Au Musée des Beaux-Arts de Rouen se trouve un tableau intitulé Saint Sébastien à la lanterne, d'après Georges de La Tour, peintre du XVIIe. Ce tableau est reproduit sur la jaquette du roman de Gaëlle Josse, L'ombre de nos nuits. Et ce choix de l'éditeur ne doit rien au hasard.
Trois voix s'expriment dans ce livre: celle d'une femme qui, en 2014, découvrant au musée de Rouen cette copie d'un original perdu, retrouve en Irène soignant Sébastien la façon dont elle a aimé B., celle de Georges de La Tour, qui peint ce tableau début 1639, et celle de Laurent Collet, un de ses deux apprentis - l'autre moins doué est son fils Etienne -, qui pourrait être l'auteur de la copie.
L'épigraphe de René Char, tirée du Nu perdu:
Donne toujours plus que tu ne peux reprendre. Et oublie.
Telle est la voie sacrée.
est en quelque sorte la clé de cette histoire.
La femme a beaucoup aimé B. Le regard d'Irène penché sur la flèche qui est fichée dans la cuisse de Sébastien lui fait revivre son amour pour lui. Il y a en effet dans le regard d'Irène cette attention de dentellière penchée sur son carreau, à regarder son motif sous ses doigts, et rien d'autre, qu'elle lui portait.
La femme a deviné qu'il y avait chez B. des vies antérieures incandescentes et des feux mal éteints mais ne savait pas qu'il vivait dans un brasier,.et qu'il y aurait toujours une ombre à leurs nuits. Elle s'est perdue dans sa souffrance jusqu'au moment où elle a pris conscience de la sienne:
J'ai voulu te guérir et n'y suis pas parvenue. La flèche était enfoncée trop profondément, et j'ai compris, trop tard aussi, que tu ne désirais pas vraiment t'en débarrasser, plus effrayé encore par le vide qui allait prendre sa place que par la douleur qu'elle te causait.

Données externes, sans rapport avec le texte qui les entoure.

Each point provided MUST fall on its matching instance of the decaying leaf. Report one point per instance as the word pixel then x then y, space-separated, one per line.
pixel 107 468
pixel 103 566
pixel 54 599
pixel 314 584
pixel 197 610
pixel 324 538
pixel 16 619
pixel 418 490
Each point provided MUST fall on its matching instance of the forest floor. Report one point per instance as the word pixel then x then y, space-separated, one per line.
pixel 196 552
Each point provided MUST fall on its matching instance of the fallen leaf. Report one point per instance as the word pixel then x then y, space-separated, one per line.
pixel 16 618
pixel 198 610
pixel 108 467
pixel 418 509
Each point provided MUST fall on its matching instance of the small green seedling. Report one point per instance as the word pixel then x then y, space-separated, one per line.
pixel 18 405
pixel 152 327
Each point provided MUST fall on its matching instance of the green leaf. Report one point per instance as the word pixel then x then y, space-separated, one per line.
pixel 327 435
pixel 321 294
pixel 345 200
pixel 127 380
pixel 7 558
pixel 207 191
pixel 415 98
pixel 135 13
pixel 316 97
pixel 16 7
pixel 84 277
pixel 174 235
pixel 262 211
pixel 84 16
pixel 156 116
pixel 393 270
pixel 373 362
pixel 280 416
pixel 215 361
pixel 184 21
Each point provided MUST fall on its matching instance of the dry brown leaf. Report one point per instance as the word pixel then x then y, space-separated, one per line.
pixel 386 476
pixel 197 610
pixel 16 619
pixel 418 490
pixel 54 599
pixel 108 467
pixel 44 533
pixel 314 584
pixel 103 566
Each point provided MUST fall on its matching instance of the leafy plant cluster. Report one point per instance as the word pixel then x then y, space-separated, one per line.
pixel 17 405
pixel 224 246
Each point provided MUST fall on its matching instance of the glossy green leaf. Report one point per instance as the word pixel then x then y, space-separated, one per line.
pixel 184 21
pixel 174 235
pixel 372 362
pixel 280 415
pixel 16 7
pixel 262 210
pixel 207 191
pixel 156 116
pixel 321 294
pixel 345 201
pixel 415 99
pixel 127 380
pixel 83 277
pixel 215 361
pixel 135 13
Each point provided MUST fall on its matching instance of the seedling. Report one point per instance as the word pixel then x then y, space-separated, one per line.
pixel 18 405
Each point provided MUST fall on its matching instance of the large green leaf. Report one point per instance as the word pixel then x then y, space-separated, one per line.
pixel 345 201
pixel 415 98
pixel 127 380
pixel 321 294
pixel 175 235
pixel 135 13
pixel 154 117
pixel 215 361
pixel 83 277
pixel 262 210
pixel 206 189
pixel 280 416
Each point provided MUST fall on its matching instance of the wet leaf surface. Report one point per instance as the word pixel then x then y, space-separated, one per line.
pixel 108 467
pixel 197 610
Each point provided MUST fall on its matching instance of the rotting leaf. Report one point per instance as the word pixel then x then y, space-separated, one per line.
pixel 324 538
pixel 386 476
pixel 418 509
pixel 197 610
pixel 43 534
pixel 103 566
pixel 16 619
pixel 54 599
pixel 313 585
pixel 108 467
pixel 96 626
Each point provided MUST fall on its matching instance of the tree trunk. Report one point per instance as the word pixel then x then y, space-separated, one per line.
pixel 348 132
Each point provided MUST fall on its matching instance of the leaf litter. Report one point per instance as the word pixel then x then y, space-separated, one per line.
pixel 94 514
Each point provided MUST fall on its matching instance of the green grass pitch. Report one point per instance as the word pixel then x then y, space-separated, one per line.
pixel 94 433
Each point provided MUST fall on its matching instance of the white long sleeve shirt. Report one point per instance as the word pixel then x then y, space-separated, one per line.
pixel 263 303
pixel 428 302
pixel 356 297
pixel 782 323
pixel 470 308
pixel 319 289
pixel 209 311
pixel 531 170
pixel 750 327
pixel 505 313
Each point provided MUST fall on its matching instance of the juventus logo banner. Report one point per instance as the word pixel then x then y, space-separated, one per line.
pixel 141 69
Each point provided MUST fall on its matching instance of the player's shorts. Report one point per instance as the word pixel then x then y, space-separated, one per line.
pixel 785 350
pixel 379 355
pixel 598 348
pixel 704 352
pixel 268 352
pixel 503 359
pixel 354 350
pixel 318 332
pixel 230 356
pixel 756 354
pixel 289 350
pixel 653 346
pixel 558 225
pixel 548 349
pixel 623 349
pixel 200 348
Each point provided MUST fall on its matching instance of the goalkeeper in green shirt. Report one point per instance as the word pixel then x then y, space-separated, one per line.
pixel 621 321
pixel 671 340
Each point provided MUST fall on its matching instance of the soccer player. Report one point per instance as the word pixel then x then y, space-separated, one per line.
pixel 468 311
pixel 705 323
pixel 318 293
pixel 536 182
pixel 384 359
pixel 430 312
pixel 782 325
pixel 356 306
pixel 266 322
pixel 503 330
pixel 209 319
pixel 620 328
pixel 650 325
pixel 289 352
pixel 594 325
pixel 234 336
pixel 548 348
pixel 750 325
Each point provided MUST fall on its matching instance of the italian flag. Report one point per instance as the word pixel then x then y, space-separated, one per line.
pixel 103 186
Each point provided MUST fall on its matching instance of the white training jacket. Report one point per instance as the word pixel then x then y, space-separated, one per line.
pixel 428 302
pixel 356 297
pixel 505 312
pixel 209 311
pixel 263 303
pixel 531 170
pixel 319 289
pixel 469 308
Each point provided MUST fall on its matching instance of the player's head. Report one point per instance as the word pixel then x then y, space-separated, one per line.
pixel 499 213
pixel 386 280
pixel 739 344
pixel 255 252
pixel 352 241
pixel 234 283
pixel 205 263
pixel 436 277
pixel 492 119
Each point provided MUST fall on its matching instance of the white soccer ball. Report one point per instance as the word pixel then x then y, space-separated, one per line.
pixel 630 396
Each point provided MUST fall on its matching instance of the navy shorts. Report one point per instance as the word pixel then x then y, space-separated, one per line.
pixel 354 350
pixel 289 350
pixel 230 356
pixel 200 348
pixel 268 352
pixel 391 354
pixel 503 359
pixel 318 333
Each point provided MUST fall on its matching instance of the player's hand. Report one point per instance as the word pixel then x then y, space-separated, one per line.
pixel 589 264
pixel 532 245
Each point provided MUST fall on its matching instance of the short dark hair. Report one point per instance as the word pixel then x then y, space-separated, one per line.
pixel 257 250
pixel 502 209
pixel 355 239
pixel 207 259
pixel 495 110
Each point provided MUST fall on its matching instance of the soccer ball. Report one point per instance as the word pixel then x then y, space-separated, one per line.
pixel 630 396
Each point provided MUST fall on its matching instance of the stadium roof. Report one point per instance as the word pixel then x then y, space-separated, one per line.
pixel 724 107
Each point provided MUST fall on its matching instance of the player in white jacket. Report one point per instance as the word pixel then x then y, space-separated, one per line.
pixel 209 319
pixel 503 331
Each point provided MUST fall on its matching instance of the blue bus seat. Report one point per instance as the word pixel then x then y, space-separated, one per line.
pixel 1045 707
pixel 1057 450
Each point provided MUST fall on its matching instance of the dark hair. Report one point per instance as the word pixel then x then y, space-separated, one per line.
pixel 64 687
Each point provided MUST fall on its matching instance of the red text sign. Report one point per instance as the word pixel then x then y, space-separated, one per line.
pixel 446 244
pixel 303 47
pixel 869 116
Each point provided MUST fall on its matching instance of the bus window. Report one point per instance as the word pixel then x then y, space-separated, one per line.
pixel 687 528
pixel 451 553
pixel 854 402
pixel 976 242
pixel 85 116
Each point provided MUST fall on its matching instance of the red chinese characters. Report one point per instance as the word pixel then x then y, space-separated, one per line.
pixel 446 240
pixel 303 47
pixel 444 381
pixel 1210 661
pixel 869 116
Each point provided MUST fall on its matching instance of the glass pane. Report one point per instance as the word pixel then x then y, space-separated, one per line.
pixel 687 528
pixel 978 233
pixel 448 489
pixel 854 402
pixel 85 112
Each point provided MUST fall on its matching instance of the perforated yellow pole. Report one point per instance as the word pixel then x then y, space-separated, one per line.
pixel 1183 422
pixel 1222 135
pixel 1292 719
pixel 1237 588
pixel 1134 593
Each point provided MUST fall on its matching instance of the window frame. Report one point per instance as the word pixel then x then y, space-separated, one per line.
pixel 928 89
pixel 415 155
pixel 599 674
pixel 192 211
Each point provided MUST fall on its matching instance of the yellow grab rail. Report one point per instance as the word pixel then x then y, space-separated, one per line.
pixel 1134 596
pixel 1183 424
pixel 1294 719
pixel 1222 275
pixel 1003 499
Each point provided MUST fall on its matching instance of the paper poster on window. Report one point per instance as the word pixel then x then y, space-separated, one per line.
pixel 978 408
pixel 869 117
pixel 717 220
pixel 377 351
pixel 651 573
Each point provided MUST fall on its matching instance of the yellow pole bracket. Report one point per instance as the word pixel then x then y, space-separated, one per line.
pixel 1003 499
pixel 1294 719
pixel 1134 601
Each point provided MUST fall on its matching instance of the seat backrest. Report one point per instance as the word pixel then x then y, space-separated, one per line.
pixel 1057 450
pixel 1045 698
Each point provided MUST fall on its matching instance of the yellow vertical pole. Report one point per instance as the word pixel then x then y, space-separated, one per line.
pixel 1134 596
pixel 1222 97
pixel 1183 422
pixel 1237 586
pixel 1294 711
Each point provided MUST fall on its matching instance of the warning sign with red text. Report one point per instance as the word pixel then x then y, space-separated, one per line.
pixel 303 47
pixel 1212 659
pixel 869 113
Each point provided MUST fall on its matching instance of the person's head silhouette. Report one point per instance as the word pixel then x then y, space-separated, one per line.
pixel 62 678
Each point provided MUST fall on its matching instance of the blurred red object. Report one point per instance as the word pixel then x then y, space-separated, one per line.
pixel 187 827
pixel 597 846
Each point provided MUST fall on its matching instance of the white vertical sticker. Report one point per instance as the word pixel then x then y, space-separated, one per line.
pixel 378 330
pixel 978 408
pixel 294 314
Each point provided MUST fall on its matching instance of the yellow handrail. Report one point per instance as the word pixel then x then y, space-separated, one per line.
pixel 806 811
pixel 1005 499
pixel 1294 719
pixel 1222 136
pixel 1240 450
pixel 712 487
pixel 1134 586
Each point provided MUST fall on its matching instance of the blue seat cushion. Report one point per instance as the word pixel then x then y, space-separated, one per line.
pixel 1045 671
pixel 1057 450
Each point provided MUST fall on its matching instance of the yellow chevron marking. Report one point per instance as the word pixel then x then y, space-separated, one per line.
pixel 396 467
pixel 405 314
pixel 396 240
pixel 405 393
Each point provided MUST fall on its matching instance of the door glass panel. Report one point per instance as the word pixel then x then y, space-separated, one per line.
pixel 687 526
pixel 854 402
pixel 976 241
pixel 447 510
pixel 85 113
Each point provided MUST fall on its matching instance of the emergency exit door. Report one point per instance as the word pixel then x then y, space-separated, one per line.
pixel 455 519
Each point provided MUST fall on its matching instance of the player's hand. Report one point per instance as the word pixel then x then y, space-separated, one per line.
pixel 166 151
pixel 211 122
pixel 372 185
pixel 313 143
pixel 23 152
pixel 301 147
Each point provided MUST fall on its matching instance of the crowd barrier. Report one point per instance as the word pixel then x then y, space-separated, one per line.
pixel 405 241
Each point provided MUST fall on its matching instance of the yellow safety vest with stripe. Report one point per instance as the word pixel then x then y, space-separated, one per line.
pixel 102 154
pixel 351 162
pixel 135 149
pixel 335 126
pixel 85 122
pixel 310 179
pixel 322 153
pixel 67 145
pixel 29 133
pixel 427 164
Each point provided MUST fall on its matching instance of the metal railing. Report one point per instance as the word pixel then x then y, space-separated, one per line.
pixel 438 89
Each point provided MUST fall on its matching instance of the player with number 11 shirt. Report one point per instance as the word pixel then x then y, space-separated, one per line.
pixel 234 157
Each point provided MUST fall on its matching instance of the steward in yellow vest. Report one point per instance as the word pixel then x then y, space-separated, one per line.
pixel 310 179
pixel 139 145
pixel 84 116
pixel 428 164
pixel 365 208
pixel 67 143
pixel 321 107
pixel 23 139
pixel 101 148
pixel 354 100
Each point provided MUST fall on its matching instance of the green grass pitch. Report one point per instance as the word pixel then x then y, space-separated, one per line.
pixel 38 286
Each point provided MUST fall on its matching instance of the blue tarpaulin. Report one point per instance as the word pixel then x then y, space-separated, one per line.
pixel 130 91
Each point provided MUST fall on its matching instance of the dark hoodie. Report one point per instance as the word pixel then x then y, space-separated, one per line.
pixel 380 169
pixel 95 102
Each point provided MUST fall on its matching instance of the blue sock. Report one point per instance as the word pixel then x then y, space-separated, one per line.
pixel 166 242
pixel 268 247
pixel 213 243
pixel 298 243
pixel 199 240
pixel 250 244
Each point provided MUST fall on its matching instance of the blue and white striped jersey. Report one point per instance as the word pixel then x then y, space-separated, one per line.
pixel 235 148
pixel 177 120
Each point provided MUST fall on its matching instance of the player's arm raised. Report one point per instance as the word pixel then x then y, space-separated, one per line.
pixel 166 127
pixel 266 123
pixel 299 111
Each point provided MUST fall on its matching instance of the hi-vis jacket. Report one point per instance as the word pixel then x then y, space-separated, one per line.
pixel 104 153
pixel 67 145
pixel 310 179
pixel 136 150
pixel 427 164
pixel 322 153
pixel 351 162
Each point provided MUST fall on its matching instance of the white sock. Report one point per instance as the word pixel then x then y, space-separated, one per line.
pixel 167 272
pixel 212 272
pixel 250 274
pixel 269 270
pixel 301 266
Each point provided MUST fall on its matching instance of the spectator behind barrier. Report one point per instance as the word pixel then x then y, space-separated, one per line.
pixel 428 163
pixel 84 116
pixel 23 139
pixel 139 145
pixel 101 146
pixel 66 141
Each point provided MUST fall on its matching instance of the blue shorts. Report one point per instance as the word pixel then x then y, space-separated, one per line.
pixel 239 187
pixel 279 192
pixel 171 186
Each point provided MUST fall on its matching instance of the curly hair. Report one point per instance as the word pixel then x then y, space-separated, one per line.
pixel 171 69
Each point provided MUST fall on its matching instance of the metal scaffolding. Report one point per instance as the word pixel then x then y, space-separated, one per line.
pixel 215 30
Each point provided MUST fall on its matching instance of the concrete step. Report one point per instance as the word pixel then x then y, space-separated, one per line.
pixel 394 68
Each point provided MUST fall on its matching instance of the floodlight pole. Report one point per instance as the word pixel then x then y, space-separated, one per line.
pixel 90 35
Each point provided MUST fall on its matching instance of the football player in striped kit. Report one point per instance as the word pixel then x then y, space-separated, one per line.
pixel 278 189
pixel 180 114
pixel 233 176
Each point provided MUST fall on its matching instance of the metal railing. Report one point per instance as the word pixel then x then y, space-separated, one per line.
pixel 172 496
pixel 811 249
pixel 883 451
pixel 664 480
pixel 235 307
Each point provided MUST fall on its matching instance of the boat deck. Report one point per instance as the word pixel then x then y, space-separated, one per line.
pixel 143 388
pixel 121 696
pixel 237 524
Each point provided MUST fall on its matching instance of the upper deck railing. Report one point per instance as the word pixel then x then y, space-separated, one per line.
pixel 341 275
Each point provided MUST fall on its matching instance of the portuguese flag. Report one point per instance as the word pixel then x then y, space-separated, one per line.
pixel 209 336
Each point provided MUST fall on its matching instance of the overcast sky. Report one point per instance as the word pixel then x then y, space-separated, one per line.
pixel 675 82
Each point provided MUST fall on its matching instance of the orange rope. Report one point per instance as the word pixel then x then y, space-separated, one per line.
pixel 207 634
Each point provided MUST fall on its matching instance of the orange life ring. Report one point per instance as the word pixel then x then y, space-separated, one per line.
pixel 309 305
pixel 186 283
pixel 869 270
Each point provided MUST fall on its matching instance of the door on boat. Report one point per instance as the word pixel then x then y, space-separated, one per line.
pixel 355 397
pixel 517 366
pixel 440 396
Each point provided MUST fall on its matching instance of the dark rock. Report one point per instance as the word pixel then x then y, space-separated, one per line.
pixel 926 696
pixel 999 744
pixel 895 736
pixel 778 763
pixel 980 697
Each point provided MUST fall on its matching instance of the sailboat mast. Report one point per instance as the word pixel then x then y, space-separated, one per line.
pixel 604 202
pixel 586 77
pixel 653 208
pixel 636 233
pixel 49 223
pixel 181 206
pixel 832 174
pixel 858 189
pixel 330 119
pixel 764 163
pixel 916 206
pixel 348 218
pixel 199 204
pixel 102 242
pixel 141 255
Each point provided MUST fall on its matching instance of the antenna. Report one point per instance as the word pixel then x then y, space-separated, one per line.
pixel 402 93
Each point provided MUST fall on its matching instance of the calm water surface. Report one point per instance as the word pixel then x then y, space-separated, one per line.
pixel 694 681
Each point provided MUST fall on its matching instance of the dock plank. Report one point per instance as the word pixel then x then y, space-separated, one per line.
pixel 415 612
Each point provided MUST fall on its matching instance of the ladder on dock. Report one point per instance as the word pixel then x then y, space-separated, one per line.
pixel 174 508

Elle a beaucoup aimé et beaucoup donné, plus qu'elle ne pouvait reprendre. Elle avait oublié B. ou presque, jusqu'à ce jour de 2014, où le tableau d'après Georges de La Tour lui a remis en mémoire leur histoire qui un jour s'est déchirée. C'est à ce moment-là que lui est revenue en pleine figure cette phrase soulignée dans un livre:
L'amour, c'est donner ce qu'on n'a pas à celui qui n'en veut pas.
Si ce tableau a un tel effet sur cette femme, c'est qu'il s'agit d'une oeuvre profonde où le peintre a mis toute son âme et tout son art au service de cet amour fait de lumière et de mystère que le Créateur dispense. Aussi est-il important de lui donner la parole pour qu'il dise lui-même, en détails, comment il l'a conçue.
Il n'est pas moins important de donner la parole à son apprenti Laurent, témoin privilégié de la genèse de cette oeuvre, qui dépasse son auteur et qui est paradoxalement lumineuse, alors qu'une simple lanterne éclaire les soins que prodigue une femme attentionnée à retirer sa dernière flèche reçue à un soldat blessé.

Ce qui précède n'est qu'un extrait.